Il est d’autres différences légères qu’on pourrait croire être sans aucune importance, et qui sont néanmoins avantageuses pour les animaux et les plantes. Le groseillier de Whitesmith, dont nous avons déjà parlé, pousse ses feuilles plus tard que les autres variétés, et il en résulte que les fleurs n’étant pas protégées, le fruit avorte souvent. D’après M. Rivers[5], dans une variété de cerisier dont les pétales de la fleur sont recourbés en dehors, les stigmates sont fréquemment détruits par le gel ; chez une autre variété, par contre, le gel reste sans action sur le stigmate, parce que les pétales de ses fleurs sont incurvés en dedans.

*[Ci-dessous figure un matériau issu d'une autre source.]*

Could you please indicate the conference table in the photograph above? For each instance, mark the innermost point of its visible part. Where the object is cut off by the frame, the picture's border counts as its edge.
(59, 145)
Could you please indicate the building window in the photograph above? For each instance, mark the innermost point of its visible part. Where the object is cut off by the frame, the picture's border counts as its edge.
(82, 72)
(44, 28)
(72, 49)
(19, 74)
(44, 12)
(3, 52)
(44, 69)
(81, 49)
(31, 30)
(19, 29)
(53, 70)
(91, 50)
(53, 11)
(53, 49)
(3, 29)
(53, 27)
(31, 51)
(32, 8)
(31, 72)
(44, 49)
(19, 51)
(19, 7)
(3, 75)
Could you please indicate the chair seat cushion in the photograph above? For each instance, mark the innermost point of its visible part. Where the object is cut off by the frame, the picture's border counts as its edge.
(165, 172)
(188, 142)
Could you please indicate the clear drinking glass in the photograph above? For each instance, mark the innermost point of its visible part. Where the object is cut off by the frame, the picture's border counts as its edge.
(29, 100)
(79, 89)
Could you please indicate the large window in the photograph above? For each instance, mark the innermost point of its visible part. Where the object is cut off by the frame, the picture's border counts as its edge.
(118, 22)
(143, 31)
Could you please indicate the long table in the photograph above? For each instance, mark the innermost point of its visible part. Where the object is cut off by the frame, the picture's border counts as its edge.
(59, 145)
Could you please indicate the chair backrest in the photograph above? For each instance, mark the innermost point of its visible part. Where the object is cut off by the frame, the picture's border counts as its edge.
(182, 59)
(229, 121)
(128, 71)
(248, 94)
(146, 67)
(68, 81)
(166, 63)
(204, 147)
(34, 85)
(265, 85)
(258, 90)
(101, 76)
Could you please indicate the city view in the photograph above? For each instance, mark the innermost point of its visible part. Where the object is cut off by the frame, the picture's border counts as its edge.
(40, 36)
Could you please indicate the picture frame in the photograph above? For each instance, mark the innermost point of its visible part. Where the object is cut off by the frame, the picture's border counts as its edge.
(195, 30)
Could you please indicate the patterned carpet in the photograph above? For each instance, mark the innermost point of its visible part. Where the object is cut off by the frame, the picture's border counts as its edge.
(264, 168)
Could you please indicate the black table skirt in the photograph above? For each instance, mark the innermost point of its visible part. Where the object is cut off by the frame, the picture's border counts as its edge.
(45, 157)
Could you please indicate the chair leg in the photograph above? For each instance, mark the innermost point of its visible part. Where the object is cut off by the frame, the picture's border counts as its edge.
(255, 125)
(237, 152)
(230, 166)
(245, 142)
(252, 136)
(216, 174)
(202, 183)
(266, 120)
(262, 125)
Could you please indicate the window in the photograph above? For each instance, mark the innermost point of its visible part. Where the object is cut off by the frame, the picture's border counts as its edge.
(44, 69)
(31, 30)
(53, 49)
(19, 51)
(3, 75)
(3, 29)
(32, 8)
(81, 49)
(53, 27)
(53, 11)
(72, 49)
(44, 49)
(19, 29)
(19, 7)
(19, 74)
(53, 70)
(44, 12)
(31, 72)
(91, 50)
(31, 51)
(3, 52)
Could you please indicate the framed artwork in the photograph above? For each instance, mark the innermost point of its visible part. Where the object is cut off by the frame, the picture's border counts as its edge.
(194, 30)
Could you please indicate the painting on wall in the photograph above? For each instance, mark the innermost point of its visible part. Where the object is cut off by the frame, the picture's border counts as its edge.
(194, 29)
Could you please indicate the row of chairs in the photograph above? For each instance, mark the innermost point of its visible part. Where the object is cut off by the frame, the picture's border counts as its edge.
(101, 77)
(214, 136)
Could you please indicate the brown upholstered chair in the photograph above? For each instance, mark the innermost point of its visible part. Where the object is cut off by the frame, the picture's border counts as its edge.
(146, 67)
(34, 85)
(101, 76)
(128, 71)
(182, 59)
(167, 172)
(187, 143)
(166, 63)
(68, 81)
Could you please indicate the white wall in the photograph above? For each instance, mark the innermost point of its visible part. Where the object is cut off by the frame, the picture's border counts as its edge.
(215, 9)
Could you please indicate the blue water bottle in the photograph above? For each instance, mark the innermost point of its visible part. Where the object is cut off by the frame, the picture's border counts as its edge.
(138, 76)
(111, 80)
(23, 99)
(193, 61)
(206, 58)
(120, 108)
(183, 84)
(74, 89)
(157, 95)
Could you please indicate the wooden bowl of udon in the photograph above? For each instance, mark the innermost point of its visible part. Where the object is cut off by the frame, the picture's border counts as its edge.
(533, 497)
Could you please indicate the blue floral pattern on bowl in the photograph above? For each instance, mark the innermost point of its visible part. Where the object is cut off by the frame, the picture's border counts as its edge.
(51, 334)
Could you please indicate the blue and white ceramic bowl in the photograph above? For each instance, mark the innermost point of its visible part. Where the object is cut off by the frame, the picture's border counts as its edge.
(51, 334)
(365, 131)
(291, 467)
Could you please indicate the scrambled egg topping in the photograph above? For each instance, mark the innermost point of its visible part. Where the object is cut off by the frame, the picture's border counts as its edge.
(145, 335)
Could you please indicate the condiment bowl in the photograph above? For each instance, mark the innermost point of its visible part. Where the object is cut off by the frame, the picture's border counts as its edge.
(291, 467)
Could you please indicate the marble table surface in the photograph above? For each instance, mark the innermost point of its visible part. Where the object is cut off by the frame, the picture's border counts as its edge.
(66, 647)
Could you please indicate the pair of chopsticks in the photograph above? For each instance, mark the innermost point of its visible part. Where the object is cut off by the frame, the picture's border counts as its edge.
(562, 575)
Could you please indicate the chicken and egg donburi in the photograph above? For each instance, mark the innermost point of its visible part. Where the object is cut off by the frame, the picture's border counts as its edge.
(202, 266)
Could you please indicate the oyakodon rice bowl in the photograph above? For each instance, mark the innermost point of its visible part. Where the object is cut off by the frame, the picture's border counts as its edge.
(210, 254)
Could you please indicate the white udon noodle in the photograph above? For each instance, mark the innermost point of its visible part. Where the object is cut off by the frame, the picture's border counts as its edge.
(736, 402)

La paille du froment Fenton est remarquable par sa hauteur inégale, fait auquel un observateur compétent attribue le grand rendement de cette variété, parce que ses épis, étant répartis à diverses hauteurs au-dessus du sol, se trouvent moins serrés les uns contre les autres. Le même auteur affirme

  1. M. Selby, Magaz. of Zoology and Botany, Edinburgh, vol. II, 1838, p. 393.
  2. La reine Claude de Bavay, Journ. of Horticulture, 27 Déc. 1864, p. 511.
  3. M. Pusey, Journ. of Roy. Agric. Soc., vol. VI, p. 179. — Pour le navet de Suède, voir Gardener’s Chronicle, 1847, p. 91.
  4. Godron, O. C. t. II, 98.
  5. Gard. Chronicle, 1866, p. 732.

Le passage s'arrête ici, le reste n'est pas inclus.